Rock disintegration and gravitational movement
A great variation in both daily and annual temperatures results in minute amounts of contraction and expansion of rock particles. Repeated changes in volume produce stress and strain. Although the rocks in the Tetons are very dense, they eventually yield; a crack forms. Water which seeps in along this surface of weakness freezes, either overnight or during long cold spells, and expands, thereby prying a slab of rock away from the mountain wall. Repeated frost wedging, as the process is called, results eventually in tipping the slab so that it falls.
Figure 4. Talus at the foot of the jagged frost-riven peaks around Ice Floe Lake in the south fork of Cascade Canyon. Photo by Philip Hyde.
What happens to the rock slab? It may fall and roll several hundred or thousand feet, depending on the steepness of the mountain surface. Pieces are broken off as it encounters obstacles. All the fragments find their way to a valley floor or slope, where they momentarily come to rest. Thus, rock debris is moved significant and easily observed distances by gravity.
None of this debris is stationary. If it is mixed with snow or saturated with water, the whole mass may slowly flow in the same manner as a glacier. These are called rock glaciers; some can be seen on the south side of Granite Canyon and one, nearly a mile long, is in the valley north of Eagles Rest Peak.
The countless snow avalanches that thunder down the mountain flanks after heavy winter snowfalls play their part, too, in gravitational transport. Loose rocks and debris are incorporated with the moving snow and borne down the mountainsides to the talus piles below. Trees, bushes, and soil are swept from the sites of the slides, leaving conspicuous scars down the slopes and exposing new rock surfaces to the attack of water and frost.

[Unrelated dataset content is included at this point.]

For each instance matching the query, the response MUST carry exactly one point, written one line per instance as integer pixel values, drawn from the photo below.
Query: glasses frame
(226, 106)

Battered, broken, and uprooted trees along many of the canyon trails bear silent witness to the awesome power of snowslides.
These are some of the methods used by Nature in making debris and then, by means of gravity, clearing it from the mountain slopes. There are other ways, too. A weak layer of rock (usually one with a lot of clay in it), parallel to and underlying a mountain slope, may occur between two hard layers. An extended rainy spell may result in saturation of the weak zone so that it is well lubricated; then an earthquake or perhaps merely the weight of the overlying rock sends the now unstable mass cascading down the slope to the valley below. The famous Lower Gros Ventre Slide ([fig. 5]) was formed in this way on June 23, 1925.
Running water cuts and carries
Running water is another effective agent that transports rock debris and has helped dissect the Teton Range. The damage a broken water main can wreak on a roadbed is well known, as is the havoc of destructive floods. The spring floods of streams in the Tetons, swollen by melting snow and ice (annual precipitation, mostly snow, in the high parts would average a layer of water 5 feet thick), move some rock debris onto the adjoining floor of Jackson Hole.